International stocks in the Thrift Savings Plan fell in May for the first time since February, according to the latest TSP figures.
The I Fund experienced a 3.12 percent decrease last month, but is up 6.46 percent overall since January. The fund gained 5.32 percent in April.
The TSP’s fixed income (F) fund also dipped in May, declining 1.78 percent. It’s down 0.76 percent overall since January.
TSP’s other offerings remained in the black, with the C Fund gaining 2.34 percent in May and 27.26 percent overall during the past 12 months. The C Fund, which increased 1.93 percent in April, is invested in common stocks.
The S Fund -- which is invested in small and midsize companies and tracks the Dow Jones Wilshire 4500 Index -- rose 2.71 percent in May and has increased 31.05 percent during the last 12 months, the highest overall return of all TSP offerings for that time. The fund’s 2.71 percent return in May also was the highest among the TSP’s offerings last month.

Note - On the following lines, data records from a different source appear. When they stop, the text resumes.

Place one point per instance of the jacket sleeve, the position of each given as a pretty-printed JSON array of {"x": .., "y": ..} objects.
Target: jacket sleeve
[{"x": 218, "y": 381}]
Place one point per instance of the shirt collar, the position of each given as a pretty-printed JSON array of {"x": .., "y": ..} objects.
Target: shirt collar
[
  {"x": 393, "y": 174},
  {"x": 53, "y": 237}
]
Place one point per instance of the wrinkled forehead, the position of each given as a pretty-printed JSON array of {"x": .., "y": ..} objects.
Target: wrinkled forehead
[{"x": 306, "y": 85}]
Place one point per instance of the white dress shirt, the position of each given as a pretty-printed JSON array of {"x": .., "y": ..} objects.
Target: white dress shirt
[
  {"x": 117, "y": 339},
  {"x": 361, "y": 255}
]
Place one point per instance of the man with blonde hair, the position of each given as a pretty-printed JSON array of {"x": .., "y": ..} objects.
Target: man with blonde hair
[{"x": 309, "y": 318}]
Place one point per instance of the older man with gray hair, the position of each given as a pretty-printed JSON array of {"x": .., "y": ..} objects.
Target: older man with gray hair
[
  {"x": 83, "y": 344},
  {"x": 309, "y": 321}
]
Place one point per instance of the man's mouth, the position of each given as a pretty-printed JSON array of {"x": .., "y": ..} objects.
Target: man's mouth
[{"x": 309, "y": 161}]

The TSP’s most stable offering, the government securities (G) fund, stayed almost the same in May as in April, increasing 0.12 percent after gaining 0.13 percent in January, February and March.
The lifecycle funds, designed to move investors to less risky portfolios as they near retirement, continued to grow in May, but at a slower rate. L Income -- for TSP participants who have already started withdrawing money -- earned 0.19 percent; L 2020 increased 0.33 percent; L 2030 was up 0.43 percent; L 2040 grew 0.51 percent; and L 2050 came in at 0.53 percent.
Lifecycle investments also have performed well for the past 12 months, with L Income gaining 6.5 percent, L 2020 up 15.78 percent, L 2030 increasing 19.66 percent, L 2040 bringing in 22.59 percent and L 2050 jumping 25.56 percent.